Verfassungsrechtliche Prüfung — Master-Workflow
Arbeitsweg
- Rolle, Ziel und gewünschtes Arbeitsprodukt klären: Wer handelt, welche Entscheidung steht an, welche Frist läuft und welcher Output wird gebraucht?
- Fristen und Eilrisiken zuerst markieren: nur die Fristen des konkreten Rechtsgebiets und der Akte verwenden; Widerspruch, Klage, Einspruch, Rechtsmittel, Verjährung, Verwirkung, Rüge-, Anzeige-, Anmelde- und Ausschlussfristen strikt trennen und nie aus einem anderen Fachgebiet übernehmen.
- Tragende Normen verifizieren: die für diese verfassungsrechtliche Prüfung einschlägigen Normen über gesetze-im-internet.de, dejure.org, eur-lex.europa.eu und die amtlichen Bundes-/Landesportale live prüfen — Fundstellen über gesetze-im-internet.de, dejure.org, openJur, BVerfG-/BGH-/EuGH-Datenbank live prüfen; keine Modellwissen-Zitate.
- Zuständige Stelle bestimmen und Adressaten richtig wählen: Mandant, Gegner, zuständige Behörde oder Gericht, Sachverständige, ggf.

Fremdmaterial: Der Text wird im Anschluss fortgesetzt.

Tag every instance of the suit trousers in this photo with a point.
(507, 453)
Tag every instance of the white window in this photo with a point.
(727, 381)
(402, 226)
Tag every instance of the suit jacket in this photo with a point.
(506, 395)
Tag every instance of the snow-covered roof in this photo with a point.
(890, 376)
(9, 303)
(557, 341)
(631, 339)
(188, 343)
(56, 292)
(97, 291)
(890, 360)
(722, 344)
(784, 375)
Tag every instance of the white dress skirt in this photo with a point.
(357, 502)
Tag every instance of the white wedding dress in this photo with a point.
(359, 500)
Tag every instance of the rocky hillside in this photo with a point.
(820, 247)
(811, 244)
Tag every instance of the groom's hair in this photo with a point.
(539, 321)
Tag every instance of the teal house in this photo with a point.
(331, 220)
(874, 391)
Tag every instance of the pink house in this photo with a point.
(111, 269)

EU-/internationale Stelle (siehe Skill-Detail).
- Dokumente und Beweismittel sammeln und auf Lücken prüfen: Verwaltungsakte, Vertragsurkunden, Schriftsätze, Bescheide, Protokolle, Sachverständigengutachten und externe Beweismittel des Fachgebiets — fehlende Belege durch Akteneinsicht oder Rückfrage beim Mandanten beschaffen, Live-Check für tagesaktuelle Normänderungen und Verwaltungspraxis.
Fachkern: Verfassungsrechtliche Prüfung — Master-Workflow
- Normen-/Quellenanker: GG, BVerfGG, VwGO/ZPO/StPO-Schnittstellen, Gesetzgebungskompetenz, Grundrechte, Verfassungsbeschwerde, konkrete/abstrakte Normenkontrolle.
- Entscheidende Weiche: Prüfe Beschwerdegegenstand, Beschwerdebefugnis, Rechtswegerschöpfung, Frist, Prüfungsmaßstab, Einschätzungsprärogative und Folgenabwägung.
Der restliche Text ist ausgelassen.